Jason Day holds off Jordan Spieth to win PGA Championship
Day is the fifth Australian to win the PGA title and the 12th to win a major championship the first since Adam Scott in the 2013 Masters.
A year of major heartache ended with Jason Day breaking through in a major way Sunday at the PGA Championship.
In 2011 a surging Charl Schwartzel denied him at the Masters before his fourth major start at the US Open saw him unable to catch Rory McIlroy.
Day reached 20-under for good with a two-putt birdie from the fringe at the par-five 16th.
His final birdie of the day was huge.
“I didn’t expect I was going to cry”, Day said.
Asked on Saturday night what he needed to do differently, Day had replied, “I think the hardest thing for a player is, when they’re trying to close, they get in their own way”. “There’s been such awesome golfers, especially throughout the history of golf, our sport, and to have that record just goes to show the work I’ve put in is paying off”. He bit his lower lip, swatted his caddie on the arm, knowing his work was nearly done.
” It’s been a long-time relationship between me and Colin”, Day said after a record 20-under-par total at Whistling Straits gave him a three-shot win over new world number one Jordan Spieth. “But if those silly mistakes weren’t in there, you never know what would have been at the finish”. No one ever questioned his ability, only the trophies. With a share of the lead at the U.S. Open and British Open, he had to watch someone else celebrate.
“It’s been a long-time relationship between me and Colin”, Day said at his news conference.
“I learned a lot about myself, again, being able to finish the way I did. He wailed on it. It was a stripe show”.
Spieth has the greatest consolation possible.
The golf superstar achieved his second-place finish Sunday wearing the UA Drive One, which features a predominantly white upper with hints of gray and black, and a white outsole.
“He’s taken me from a kid who was getting in fights and getting drunk at 12 and not heading in the right direction to a major victor”, Day said.
The boy went off the rails after Alvin’s death, falling in with the wrong crowd, missing the school and hitting the bottle, in his words, “to ridiculous levels for a kid”. The only final round higher in the last five years was last year’s dramatic tournament won by Rory McIlroy in primetime (6.0/13).
Even if he skips it, he says he’ll play more golf in 2015 – overseas and in some end-of-season events.

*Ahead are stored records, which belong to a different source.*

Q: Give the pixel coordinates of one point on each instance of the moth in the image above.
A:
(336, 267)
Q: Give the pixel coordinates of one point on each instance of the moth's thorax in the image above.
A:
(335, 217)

It was acknowledgement that he was throwing everything he could at Day, and both men understood it wasn’t going to phase him.
“If my dad didn’t pass away, I don’t think I would have been in a good spot”, he said. McIlroy motivated to get it back will make it even better. Maybe the 3-wood he smoked on the 72nd hole at Chambers Bay to set up a birdie that won the U.S. Open? He was hoping for a miss, a double bogey, anything to rattle him.
Starting with a two-shot lead over his final round playing partner, Day was always in command after starting with four birdies in his first seven holes. He closed with a 70 and finished fourth.
When Jordan Spieth lifted his thumb in Jason Day’s direction after Day rolled a 55-foot putt less than a foot from the hole on the 17th green yesterday at Whistling Straits to ensure another par, Day’s weeklong battle with Spieth to lay claim to the 97th PGA Championship was over.